Use != rather than < in for loops ?

  • Thread starter lovecreatesbea...
  • Start date
L

lovecreatesbea...

In C++ Primer 4th, sec 3.3.2, it states that C++ programmers use !=
rather than < in a for loop.

The following small snippet erases punctuations in a string. It works
well with < used in the for loop but it breaks when != is used instead.

#include <string>
#include <iostream>
#include <exception>
#include <cctype>
using namespace std;

int main(){
string s = "hello, world!";//s: i18n
//for (string::size_type sz = 0; sz < s.size(); ++sz){
/*works with < */
for (string::size_type sz = 0; sz != s.size(); ++sz){
/*doesn't work with != */
try{
if (ispunct(s.at(sz))){
s.erase(sz, 1);
}
}catch(exception &e){
cout << e.what() << endl;
}
}
cout << s << endl;
}
 
R

Rolf Magnus

In C++ Primer 4th, sec 3.3.2, it states that C++ programmers use !=
rather than < in a for loop.

They do? Well, I do that when using iterators, but for a loop using an
integer loop counter, I use <.
The following small snippet erases punctuations in a string. It works
well with < used in the for loop but it breaks when != is used instead.

#include <string>
#include <iostream>
#include <exception>
#include <cctype>
using namespace std;

int main(){
string s = "hello, world!";//s: i18n
//for (string::size_type sz = 0; sz < s.size(); ++sz){
/*works with < */
for (string::size_type sz = 0; sz != s.size(); ++sz){
/*doesn't work with != */
try{
if (ispunct(s.at(sz))){
s.erase(sz, 1);
}
}catch(exception &e){
cout << e.what() << endl;
}
}
cout << s << endl;
}

The problem is that s.size() will be reduced by 1 when you erase a
character. When the last character in your string is removed, your
index "jumps" over the end of the string, so sz will be greater than
s.size(). Therefore the version with < works, but not the one with !=.
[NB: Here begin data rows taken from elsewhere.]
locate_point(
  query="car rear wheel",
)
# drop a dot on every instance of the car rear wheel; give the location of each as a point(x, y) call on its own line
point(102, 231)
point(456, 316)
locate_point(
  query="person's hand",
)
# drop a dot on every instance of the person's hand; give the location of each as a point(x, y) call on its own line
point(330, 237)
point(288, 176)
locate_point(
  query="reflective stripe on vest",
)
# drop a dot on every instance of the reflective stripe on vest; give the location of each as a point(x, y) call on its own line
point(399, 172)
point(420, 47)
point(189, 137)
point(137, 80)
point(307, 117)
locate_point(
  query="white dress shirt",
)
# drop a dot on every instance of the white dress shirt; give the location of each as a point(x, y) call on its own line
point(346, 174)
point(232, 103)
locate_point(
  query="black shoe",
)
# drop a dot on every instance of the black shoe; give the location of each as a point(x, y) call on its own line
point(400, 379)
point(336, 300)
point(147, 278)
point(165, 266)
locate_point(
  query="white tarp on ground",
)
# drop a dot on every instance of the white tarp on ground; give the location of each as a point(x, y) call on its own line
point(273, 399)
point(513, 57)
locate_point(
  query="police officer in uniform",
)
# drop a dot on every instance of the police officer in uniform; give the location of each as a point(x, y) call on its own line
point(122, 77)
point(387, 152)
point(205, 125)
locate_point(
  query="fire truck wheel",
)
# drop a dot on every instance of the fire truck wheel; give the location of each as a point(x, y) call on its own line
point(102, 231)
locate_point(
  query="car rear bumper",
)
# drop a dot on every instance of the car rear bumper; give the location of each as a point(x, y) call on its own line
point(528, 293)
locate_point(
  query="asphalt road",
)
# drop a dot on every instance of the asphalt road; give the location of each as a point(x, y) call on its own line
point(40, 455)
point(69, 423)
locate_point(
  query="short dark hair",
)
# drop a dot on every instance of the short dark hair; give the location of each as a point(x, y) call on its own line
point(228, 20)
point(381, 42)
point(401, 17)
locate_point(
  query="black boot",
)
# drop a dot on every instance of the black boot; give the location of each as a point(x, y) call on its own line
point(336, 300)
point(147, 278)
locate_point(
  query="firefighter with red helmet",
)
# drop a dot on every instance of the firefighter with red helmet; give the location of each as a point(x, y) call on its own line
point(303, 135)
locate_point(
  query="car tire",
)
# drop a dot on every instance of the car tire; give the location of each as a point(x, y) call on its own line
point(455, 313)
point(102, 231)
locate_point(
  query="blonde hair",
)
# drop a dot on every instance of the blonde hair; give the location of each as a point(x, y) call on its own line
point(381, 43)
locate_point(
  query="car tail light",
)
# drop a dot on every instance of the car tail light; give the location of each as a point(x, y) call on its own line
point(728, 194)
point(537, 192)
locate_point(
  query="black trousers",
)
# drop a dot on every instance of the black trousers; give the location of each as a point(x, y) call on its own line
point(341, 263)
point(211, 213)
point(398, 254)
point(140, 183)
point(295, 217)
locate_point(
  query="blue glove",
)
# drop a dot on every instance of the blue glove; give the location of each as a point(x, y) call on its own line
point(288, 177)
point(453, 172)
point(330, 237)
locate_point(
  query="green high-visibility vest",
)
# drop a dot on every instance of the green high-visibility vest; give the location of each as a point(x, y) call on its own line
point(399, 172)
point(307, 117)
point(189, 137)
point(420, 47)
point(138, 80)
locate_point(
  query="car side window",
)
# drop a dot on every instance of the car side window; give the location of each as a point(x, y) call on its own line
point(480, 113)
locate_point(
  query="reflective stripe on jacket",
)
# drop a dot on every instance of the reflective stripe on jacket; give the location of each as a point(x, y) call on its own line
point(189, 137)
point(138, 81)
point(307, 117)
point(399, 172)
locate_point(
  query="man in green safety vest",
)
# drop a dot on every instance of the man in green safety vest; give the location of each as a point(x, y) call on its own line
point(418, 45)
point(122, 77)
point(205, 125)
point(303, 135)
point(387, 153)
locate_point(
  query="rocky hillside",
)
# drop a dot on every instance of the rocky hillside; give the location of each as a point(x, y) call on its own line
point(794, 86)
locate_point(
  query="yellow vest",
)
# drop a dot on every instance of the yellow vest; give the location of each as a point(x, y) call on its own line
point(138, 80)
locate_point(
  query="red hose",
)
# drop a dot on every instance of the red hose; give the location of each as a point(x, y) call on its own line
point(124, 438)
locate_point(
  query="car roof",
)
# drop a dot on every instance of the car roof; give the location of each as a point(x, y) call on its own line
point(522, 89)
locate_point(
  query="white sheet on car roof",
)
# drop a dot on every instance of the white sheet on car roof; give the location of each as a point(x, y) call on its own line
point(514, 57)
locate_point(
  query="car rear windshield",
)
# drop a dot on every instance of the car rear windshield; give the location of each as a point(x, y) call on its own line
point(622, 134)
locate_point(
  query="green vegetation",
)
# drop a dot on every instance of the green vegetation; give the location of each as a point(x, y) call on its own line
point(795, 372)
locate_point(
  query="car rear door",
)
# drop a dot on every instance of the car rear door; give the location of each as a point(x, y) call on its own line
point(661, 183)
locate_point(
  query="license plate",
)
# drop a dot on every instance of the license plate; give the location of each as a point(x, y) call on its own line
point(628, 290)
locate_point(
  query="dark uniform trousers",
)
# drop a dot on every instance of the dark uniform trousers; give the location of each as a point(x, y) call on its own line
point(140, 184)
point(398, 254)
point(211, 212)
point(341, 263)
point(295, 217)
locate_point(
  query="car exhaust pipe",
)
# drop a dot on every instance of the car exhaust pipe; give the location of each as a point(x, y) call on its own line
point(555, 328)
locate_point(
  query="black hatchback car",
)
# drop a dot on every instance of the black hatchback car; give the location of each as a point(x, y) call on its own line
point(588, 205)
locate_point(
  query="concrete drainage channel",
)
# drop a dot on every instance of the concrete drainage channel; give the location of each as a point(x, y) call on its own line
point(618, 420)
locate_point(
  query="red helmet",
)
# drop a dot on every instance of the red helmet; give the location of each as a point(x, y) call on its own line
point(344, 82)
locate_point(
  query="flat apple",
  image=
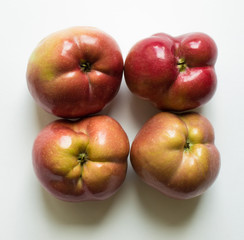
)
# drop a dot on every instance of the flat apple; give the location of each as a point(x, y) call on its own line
point(81, 160)
point(173, 73)
point(176, 155)
point(75, 72)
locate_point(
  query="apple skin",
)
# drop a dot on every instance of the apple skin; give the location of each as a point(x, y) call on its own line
point(176, 155)
point(175, 74)
point(75, 72)
point(81, 160)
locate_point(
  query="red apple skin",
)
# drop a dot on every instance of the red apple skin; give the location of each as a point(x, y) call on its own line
point(176, 155)
point(175, 74)
point(81, 160)
point(75, 72)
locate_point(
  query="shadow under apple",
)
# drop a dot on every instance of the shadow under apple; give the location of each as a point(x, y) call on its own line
point(142, 110)
point(82, 213)
point(160, 208)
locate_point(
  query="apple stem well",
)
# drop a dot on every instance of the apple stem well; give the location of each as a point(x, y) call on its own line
point(85, 66)
point(181, 64)
point(82, 158)
point(188, 145)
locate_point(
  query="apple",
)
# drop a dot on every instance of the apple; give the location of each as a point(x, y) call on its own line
point(176, 155)
point(175, 74)
point(81, 160)
point(75, 72)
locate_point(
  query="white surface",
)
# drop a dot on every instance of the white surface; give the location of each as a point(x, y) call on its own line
point(136, 211)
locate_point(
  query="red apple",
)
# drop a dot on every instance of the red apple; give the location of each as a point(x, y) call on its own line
point(176, 154)
point(75, 72)
point(173, 73)
point(81, 160)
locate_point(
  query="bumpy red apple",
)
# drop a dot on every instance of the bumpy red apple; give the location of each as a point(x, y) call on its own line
point(176, 154)
point(81, 160)
point(173, 73)
point(75, 72)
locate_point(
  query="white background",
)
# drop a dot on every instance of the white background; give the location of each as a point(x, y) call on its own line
point(136, 211)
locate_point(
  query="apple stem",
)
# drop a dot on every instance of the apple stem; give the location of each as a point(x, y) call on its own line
point(181, 64)
point(82, 158)
point(85, 66)
point(187, 145)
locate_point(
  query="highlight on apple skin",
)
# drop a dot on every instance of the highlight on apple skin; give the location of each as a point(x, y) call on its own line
point(81, 160)
point(176, 155)
point(75, 72)
point(173, 73)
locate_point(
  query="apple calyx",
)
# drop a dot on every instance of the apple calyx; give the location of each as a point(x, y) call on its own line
point(85, 66)
point(181, 65)
point(82, 158)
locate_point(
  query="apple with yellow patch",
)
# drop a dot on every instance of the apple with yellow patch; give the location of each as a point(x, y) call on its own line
point(81, 160)
point(75, 72)
point(176, 154)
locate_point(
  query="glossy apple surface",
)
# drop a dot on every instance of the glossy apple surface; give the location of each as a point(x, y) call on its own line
point(75, 72)
point(81, 160)
point(173, 73)
point(176, 154)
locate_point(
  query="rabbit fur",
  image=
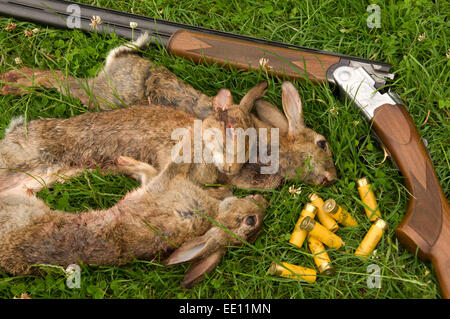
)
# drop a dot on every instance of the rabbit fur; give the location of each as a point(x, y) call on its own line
point(127, 78)
point(167, 211)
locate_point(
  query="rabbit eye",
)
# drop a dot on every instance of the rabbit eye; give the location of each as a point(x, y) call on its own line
point(250, 221)
point(322, 144)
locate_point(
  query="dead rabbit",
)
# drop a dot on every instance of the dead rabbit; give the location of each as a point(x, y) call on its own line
point(167, 214)
point(127, 78)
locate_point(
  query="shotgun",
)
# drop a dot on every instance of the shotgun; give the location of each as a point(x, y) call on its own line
point(426, 225)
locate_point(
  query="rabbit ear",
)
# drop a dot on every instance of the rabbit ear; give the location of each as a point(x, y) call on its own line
point(270, 114)
point(292, 106)
point(198, 247)
point(223, 100)
point(255, 93)
point(197, 271)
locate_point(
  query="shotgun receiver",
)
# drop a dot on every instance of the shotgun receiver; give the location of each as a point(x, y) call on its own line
point(426, 225)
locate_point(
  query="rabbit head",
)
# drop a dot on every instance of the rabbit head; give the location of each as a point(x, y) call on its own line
point(230, 152)
point(302, 152)
point(241, 216)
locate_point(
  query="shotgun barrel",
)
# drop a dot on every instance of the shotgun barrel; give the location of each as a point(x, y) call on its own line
point(196, 43)
point(426, 226)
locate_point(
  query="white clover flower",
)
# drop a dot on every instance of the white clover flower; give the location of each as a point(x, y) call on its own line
point(96, 20)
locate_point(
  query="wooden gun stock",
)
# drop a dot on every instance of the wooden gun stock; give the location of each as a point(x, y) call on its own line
point(426, 225)
point(201, 47)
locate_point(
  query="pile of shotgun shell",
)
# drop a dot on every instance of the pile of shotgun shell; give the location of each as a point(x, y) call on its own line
point(322, 232)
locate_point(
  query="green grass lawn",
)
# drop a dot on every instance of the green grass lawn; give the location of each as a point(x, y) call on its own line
point(413, 37)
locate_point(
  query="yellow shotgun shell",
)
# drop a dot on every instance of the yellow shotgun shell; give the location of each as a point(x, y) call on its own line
point(293, 272)
point(339, 214)
point(368, 198)
point(321, 233)
point(371, 239)
point(324, 219)
point(321, 258)
point(299, 235)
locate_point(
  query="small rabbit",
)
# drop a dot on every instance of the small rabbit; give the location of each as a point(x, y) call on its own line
point(46, 148)
point(302, 151)
point(132, 78)
point(166, 214)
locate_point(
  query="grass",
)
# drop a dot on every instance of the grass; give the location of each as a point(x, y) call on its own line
point(421, 68)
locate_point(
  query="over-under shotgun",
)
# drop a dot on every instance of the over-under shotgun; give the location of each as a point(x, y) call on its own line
point(426, 225)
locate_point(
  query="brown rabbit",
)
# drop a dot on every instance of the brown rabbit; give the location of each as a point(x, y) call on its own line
point(45, 148)
point(303, 153)
point(167, 211)
point(301, 149)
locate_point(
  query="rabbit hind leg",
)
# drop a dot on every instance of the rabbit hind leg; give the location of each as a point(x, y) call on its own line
point(33, 181)
point(140, 171)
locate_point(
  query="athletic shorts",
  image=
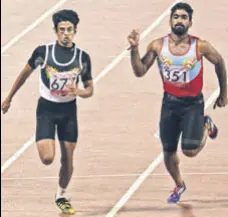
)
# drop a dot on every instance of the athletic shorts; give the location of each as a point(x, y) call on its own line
point(60, 117)
point(181, 115)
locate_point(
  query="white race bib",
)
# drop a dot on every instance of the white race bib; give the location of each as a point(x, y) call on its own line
point(176, 74)
point(60, 80)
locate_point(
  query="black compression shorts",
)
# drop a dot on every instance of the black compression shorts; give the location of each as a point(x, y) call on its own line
point(181, 115)
point(61, 116)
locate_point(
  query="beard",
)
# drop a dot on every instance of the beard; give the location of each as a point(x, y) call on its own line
point(179, 29)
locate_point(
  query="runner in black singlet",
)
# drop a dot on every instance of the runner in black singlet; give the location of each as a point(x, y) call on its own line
point(63, 64)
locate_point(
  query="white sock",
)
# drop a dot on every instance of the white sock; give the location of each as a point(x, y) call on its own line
point(60, 192)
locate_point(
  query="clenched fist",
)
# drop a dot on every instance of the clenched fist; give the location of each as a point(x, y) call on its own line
point(133, 38)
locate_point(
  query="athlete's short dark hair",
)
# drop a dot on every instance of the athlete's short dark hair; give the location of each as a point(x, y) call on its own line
point(65, 15)
point(182, 6)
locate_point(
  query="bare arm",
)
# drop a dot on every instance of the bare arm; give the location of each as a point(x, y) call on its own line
point(88, 91)
point(25, 73)
point(212, 55)
point(141, 66)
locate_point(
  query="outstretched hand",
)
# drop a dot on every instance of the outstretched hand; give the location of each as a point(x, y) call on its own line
point(133, 38)
point(5, 105)
point(220, 102)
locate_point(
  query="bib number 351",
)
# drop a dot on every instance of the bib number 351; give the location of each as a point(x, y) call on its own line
point(176, 76)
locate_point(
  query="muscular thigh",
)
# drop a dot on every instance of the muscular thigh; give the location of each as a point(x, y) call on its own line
point(169, 127)
point(45, 122)
point(67, 127)
point(192, 125)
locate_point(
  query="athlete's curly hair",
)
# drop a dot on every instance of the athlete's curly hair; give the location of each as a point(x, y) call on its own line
point(65, 15)
point(182, 6)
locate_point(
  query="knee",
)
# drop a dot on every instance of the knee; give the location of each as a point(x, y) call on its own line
point(189, 153)
point(65, 162)
point(47, 160)
point(171, 156)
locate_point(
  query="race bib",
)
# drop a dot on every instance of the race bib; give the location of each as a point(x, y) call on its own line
point(176, 74)
point(60, 80)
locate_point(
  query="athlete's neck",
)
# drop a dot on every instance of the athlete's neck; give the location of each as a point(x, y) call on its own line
point(68, 45)
point(178, 39)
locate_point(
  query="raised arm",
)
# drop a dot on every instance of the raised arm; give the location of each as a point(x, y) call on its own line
point(25, 73)
point(141, 66)
point(212, 55)
point(86, 77)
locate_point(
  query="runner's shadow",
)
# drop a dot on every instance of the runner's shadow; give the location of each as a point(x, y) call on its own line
point(186, 210)
point(65, 215)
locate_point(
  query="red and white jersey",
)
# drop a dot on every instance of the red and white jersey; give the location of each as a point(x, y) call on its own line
point(182, 75)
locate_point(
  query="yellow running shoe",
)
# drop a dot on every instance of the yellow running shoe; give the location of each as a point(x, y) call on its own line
point(65, 206)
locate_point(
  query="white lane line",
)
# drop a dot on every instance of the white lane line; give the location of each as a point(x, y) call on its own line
point(209, 101)
point(100, 75)
point(151, 168)
point(111, 176)
point(17, 154)
point(32, 26)
point(135, 186)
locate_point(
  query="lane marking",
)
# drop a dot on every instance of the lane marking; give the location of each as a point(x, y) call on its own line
point(150, 169)
point(112, 176)
point(99, 76)
point(32, 26)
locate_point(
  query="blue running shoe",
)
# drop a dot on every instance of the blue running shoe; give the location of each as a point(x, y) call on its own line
point(176, 193)
point(212, 129)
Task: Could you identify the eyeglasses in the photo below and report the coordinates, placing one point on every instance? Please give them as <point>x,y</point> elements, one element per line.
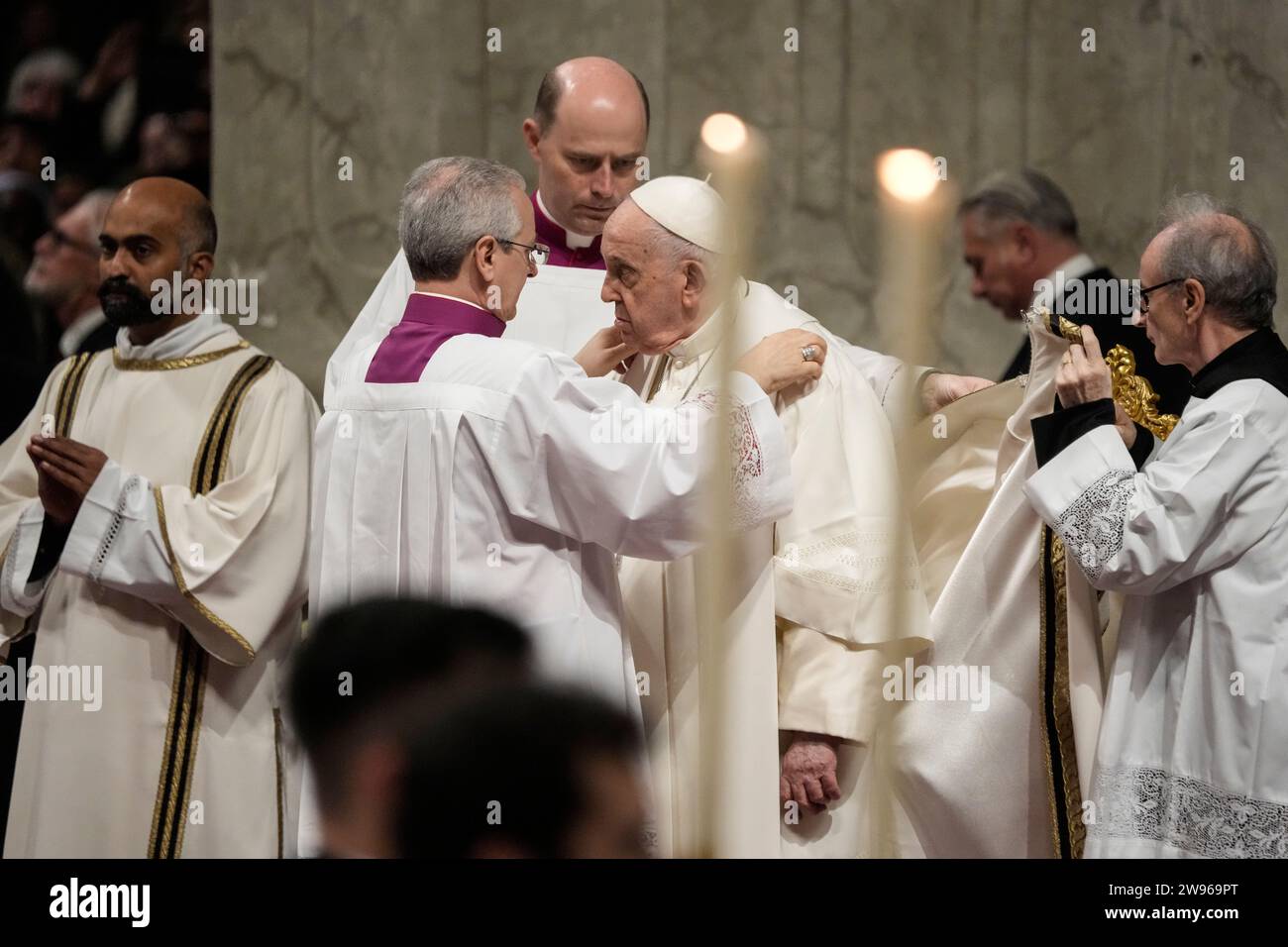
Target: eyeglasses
<point>1142,295</point>
<point>63,240</point>
<point>537,253</point>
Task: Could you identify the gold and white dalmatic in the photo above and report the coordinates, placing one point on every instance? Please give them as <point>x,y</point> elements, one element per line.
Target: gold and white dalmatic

Here is a table that shows what it looks like at the beginning of each loop
iteration:

index size character
0 13 h
1 13 e
2 13 l
3 13 l
4 13 o
5 13 , -> erased
6 12 w -> space is jumped over
7 12 o
8 12 r
9 12 l
10 12 d
11 12 ! -> erased
12 11 <none> -> index is past string end
 
M

Mark P

In C++ Primer 4th, sec 3.3.2, it states that C++ programmers use !=
rather than < in a for loop.

The following small snippet erases punctuations in a string. It works
well with < used in the for loop but it breaks when != is used instead.

#include <string>
#include <iostream>
#include <exception>
#include <cctype>
using namespace std;

int main(){
string s = "hello, world!";//s: i18n
//for (string::size_type sz = 0; sz < s.size(); ++sz){
/*works with < */
for (string::size_type sz = 0; sz != s.size(); ++sz){
/*doesn't work with != */
try{
if (ispunct(s.at(sz))){
s.erase(sz, 1);
}
}catch(exception &e){
cout << e.what() << endl;
}
}
cout << s << endl;
}

I don't have that book so I can only comment on what you've typed above.
The problem with the != version is that every time you call s.erase,
s.size() decreases by 1. Because s ends in a punctuation character you
erase the '!', thereby decrementing s.size() (12 to 11). Immediately
thereafter you increment sz (11 to 12), and the two values "pass
through" each other without ever being equal. Then you end up going out
of bounds with sz, throwing an out_of_range exception. In general I'd
prefer < to != for loop continuation conditions.
 
B

boaz1sade

In C++ Primer 4th, sec 3.3.2, it states that C++ programmers use !=
rather than < in a for loop.

The following small snippet erases punctuations in a string. It works
well with < used in the for loop but it breaks when != is used instead.

#include <string>
#include <iostream>
#include <exception>
#include <cctype>
using namespace std;

int main(){
string s = "hello, world!";//s: i18n
//for (string::size_type sz = 0; sz < s.size(); ++sz){
/*works with < */
for (string::size_type sz = 0; sz != s.size(); ++sz){
/*doesn't work with != */
try{
if (ispunct(s.at(sz))){
s.erase(sz, 1);
}
}catch(exception &e){
cout << e.what() << endl;
}
}
cout << s << endl;
}
Hi
The use of != is good practice when using iterators since the only type
of iterator that < will be meaningful to it is random access iterator
(the one used in vector and string but not in list, map ..). In this
case since you are not using iterators but comparing ints it is better
using < from the reasons the others pointed out. By the way I will
steer clean from this book. And anther by the way, its better to use
STL algorithms in this case and not to write this kind of explicit
loops so those type of troubles will not arise in the first place
 
L

lovecreatesbea...

Rolf said:
They do? Well, I do that when using iterators, but for a loop using an
integer loop counter, I use <.


The problem is that s.size() will be reduced by 1 when you erase a
character. When the last character in your string is removed, your
index "jumps" over the end of the string, so sz will be greater than
s.size(). Therefore the version with < works, but not the one with !=.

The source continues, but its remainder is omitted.